A day after Pandora shook up the music streaming world by announcing it was buying “key assets” from the remains of on-demand streamer Rdio, we now know one reason why the Spotify and Apple Music competitor was forced into bankruptcy: It owes about $220 million to creditors, according to The Hollywood Reporter.

Most of that debt is owed to Pulser Media, the company which provided the majority of the company’s financing since Rdio began in 2008. Other significant creditors include set-top box manufacturer Roku ($2.7 million), Sony Music ($2.4 million), online ticketer AXS Digital ($1.25 million), and Shazam (nearly $1.2 million). As The Hollywood Reporter points out, it owed Facebook (nearly $500,000, for ad placement) almost as much as it owed Warner Music Group ($613,000), and more than Universal Music Group ($294,000), and independent music distributor Merlin BV ($134,960).

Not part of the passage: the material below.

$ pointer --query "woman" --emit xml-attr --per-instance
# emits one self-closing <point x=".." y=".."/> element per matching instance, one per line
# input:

The on-demand music streamer, which charged $10 per month for a subscription, made about $1.5 million monthly from this revenue source. In addition to about $100,000 in monthly advertising expenditures, it had $4 million in monthly operating expenses inclusive of the salaries of its 140 person staff, royalty payments to rights owners, and “service maintenance costs.”

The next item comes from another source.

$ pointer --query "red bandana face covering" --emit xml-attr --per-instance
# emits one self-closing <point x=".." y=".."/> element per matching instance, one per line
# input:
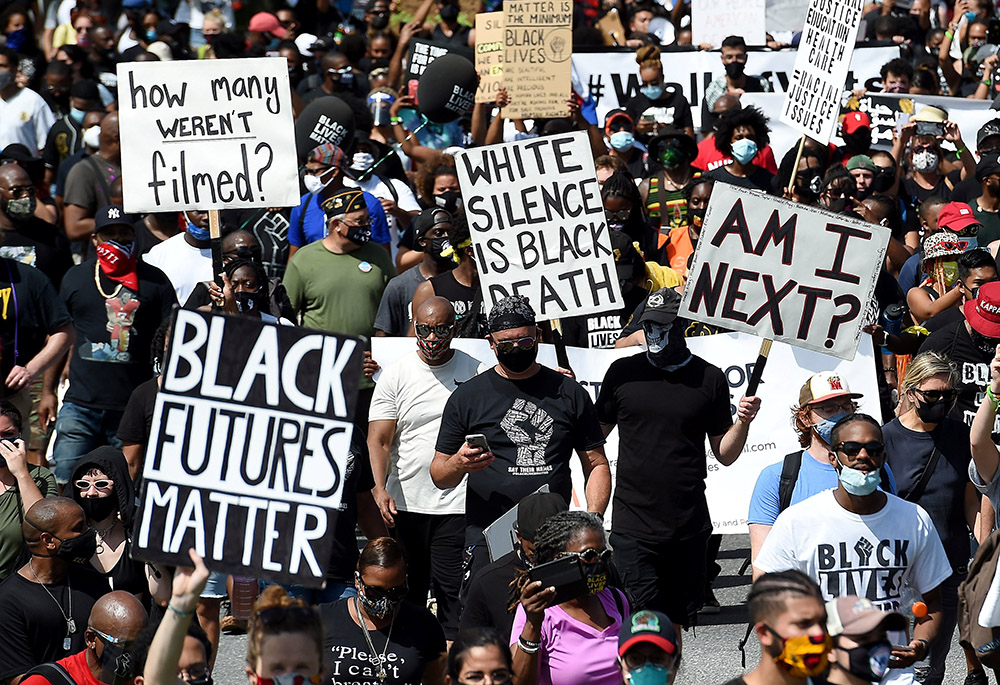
<point x="118" y="263"/>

While Rdio didn’t announce subscription figures, the above numbers mean the streamer had about 150,000 monthly subscribers. Spotify (75 million, and 20 million paid) and Apple Music’s (15 million, 6.5 million paid) subscription numbers, in comparison, make Rdio’s seem pretty paltry.

Rdio general counsel Elliot Peters made the streamer’s financial position pretty clear, stating to The Hollywood Reporter that the streamer “no longer has the economic means of funding such significant operating cash flow shortfall.”

Late last year, Rdio hired investment bank Moelis & Company to raise more financing “but ultimately realized it wouldn’t be possible,” according to The Hollywood Reporter.

As we reported yesterday, Pandora ended up spending $75 million to buy some of its assets contingent on the company’s Chapter 11 bankruptcy filing.

“We are defining the next chapter of Pandora’s growth story,” said Pandora CEO Brian McAndrews in a statement. “Adding live music experiences through Ticketfly was a transformative step. Adding Rdio’s impressive technology and talented people will fast-track new dimensions and enhancements to our service. I couldn’t be more optimistic about Pandora’s future and the future of music.”